Erik Van der Burg, David Alais, John Cass

Last modified: 2013-05-05

Abstract


In order to combine information from different sensory modalities the brain must deal with considerable temporal uncertainty. In natural environments, an external event may produce simultaneous auditory and visual signals yet they will invariably activate the brain asynchronously due to different propagation speeds for light and sound and different neural response latencies once the signals reach the observer. One strategy the brain uses to deal with audiovisual timing variation is to adapt to a prevailing asynchrony to help re-align the signals.
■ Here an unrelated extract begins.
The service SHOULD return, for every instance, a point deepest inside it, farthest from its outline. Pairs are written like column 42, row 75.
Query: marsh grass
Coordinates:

Here we investigate audiovisual recalibration and show that it takes place extremely rapidly. Our results demonstrate that exposure to a single, brief asynchrony is sufficient to produce strong recalibration effects. Such fast-acting recalibration provides a mechanism for overcoming inevitable audiovisual timing variation and serves to rapidly re-align signals at onset to maximise the perceptual benefits of audiovisual integration.

Keywords


temporal recalibration; audition; vision

References


Fujisaki, W., Shimojo, S., Kashino, M., & Nishida, S. (2004). Recalibration of audiovisual simultaneity. Nature Neuroscience, 7(7), 773-778.

Vroomen, J., Keetels, M., De Gelder, B., & Bertelson, P. (2004). Recalibration of temporal order perception by exposure to audio-visual asynchrony. Cognitive Brain Research, 22, 32-35.